We'll have to see. By my count, the witness' fine may be up to $44,400. It has been ticking up by $200/day for "each day that the Court is open and [the witness] does not appear" since August 23, 2023. Backertop Licensing LLC v. Canary Connect, Inc., C.A. No. 22-572-CFC, D.I. 57 at 1 (D. Del. Aug. 21, 2023).
(Here is my math for that $44,400 figure: (236 business days - 14 holidays) x $200).
The witness' only objection was that she did not want to appear again in person (which she had previously done). She requested to appear by videoconference, and she she confirmed her agreement to do so again in her later brief accusing the Court of "textbook gender harassment and intimidation" and of influencing her employer to engage in "mansplaining" (a brief that the Court did not find persuasive).
So at this point, assuming she continues not to appear and that the Court takes action to collect, the witness will likely have spent on the order of $50,000 just to avoid a trip to Delaware. Is Delaware really that bad?!

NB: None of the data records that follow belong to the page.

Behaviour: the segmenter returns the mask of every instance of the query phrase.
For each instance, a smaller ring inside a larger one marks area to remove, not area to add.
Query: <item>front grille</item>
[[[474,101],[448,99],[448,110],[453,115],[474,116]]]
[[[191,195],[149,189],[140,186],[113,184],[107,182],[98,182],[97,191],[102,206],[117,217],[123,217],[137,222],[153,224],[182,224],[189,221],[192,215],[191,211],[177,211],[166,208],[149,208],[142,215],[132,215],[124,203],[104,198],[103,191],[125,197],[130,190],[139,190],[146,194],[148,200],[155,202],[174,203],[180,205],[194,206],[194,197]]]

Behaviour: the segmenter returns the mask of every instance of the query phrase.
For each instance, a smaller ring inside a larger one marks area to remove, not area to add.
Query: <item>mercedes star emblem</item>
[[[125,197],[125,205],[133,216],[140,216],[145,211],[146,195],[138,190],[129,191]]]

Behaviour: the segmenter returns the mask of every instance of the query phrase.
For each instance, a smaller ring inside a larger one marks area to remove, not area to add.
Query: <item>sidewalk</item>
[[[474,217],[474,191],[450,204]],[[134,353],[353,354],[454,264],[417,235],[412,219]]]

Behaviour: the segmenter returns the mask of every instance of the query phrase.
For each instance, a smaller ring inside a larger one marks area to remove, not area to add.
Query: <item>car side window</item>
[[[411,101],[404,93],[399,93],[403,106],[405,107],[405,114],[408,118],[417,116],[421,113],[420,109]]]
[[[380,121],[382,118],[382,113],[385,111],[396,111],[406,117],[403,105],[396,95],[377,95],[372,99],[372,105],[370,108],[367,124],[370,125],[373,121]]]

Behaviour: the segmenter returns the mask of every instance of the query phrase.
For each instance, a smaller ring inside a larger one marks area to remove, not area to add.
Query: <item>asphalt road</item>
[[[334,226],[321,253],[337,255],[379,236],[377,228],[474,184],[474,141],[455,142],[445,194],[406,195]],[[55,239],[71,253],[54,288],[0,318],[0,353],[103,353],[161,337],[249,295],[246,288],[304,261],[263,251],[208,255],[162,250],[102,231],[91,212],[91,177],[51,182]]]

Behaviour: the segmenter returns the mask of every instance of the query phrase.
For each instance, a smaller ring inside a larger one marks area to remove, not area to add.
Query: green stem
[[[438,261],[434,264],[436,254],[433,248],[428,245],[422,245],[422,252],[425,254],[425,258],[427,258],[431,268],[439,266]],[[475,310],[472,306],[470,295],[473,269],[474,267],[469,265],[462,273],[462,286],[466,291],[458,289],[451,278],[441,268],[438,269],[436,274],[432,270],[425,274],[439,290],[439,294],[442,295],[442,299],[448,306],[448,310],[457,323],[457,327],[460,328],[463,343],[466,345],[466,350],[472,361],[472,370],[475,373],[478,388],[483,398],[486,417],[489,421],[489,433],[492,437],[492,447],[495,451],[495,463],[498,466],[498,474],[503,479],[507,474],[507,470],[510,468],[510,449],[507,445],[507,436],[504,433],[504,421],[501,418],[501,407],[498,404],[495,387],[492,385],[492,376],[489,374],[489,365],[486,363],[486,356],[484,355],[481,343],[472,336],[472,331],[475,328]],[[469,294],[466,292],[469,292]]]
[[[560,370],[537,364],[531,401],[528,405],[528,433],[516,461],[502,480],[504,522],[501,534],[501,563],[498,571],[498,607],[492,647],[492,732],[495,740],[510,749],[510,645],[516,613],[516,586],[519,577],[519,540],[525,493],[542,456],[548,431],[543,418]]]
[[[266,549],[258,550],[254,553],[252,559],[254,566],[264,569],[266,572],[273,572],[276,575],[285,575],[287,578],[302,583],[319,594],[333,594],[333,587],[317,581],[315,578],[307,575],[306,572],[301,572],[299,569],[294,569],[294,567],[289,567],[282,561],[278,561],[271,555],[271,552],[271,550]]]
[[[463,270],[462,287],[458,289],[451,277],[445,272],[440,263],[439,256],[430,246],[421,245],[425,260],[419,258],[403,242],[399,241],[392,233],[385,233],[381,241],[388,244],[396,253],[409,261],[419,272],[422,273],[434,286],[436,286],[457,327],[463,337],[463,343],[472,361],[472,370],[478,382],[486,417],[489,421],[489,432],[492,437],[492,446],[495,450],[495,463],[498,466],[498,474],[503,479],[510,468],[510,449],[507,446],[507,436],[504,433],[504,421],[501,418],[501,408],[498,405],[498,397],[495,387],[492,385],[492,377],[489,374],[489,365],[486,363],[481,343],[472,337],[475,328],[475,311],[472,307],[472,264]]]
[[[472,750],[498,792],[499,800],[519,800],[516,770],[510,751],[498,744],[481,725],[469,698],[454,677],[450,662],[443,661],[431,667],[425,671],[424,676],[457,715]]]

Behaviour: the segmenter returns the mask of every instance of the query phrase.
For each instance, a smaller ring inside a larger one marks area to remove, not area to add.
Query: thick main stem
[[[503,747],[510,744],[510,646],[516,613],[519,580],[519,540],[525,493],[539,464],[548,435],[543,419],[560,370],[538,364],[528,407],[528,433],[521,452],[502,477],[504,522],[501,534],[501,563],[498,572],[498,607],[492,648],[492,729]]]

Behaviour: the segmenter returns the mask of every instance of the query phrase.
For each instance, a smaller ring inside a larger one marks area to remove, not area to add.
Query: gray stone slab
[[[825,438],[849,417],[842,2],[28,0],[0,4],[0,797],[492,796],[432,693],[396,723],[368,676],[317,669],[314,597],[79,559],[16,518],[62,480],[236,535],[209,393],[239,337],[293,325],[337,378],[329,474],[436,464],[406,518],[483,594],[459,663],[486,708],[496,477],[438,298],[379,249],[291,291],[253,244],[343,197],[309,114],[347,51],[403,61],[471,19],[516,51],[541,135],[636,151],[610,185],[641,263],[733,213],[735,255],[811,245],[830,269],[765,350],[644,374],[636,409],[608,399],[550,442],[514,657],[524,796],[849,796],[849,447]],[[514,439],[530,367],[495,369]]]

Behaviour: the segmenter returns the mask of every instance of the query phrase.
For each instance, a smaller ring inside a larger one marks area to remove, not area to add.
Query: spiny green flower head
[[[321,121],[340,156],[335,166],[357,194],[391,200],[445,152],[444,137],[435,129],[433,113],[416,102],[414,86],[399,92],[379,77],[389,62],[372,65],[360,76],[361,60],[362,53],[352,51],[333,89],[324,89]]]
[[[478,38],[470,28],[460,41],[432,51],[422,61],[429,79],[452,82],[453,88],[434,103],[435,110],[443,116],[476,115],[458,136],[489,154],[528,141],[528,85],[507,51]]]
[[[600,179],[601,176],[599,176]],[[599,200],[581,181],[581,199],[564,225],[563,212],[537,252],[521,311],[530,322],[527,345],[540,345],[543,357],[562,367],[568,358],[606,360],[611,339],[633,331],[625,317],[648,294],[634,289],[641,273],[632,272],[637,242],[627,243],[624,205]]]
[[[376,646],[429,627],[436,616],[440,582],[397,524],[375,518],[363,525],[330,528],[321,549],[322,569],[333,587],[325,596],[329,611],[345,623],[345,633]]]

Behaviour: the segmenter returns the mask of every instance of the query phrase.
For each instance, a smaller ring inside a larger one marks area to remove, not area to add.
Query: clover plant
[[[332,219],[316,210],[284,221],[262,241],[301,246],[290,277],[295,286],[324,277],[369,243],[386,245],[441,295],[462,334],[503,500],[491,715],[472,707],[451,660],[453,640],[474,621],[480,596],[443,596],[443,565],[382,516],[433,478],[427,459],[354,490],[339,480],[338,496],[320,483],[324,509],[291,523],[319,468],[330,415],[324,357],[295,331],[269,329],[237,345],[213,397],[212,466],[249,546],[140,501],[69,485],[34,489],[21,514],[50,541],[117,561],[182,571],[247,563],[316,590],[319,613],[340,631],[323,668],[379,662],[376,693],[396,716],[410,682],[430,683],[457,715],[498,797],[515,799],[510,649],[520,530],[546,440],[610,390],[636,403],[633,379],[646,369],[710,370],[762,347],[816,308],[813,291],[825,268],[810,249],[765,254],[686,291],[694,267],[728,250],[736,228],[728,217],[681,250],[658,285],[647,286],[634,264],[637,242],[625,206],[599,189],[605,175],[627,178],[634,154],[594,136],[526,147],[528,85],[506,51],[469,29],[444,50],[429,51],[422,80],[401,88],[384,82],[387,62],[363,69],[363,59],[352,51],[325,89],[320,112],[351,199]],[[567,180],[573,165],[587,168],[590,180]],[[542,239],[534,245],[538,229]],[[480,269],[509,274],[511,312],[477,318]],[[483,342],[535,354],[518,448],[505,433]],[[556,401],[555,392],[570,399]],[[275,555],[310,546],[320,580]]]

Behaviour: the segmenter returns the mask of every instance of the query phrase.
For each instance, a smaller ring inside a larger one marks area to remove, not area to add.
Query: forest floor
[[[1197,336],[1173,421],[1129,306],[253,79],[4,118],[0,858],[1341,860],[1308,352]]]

It's easy to imagine that one of the behind-the-scenes entities may be covering the cost of pushing back. But to what end? If the witness is willing to appear by videoconference regardless, do they really have $50k worth of benefit to gain from preventing an in-person examination as opposed to a remote examination? It's hard to say what might be going on here.
What Will Happen Next?
We'll have to see what happens next. Will the Court make efforts to collect on its fine? Will it step up the pressure with a greater sanction (a larger fine, or imprisonment)?
I have not seen a Delaware case where the Court had to actually execute on its own sanction against a party. If the Court ultimately has to take action here, you can bet we'll have a post on how it does so.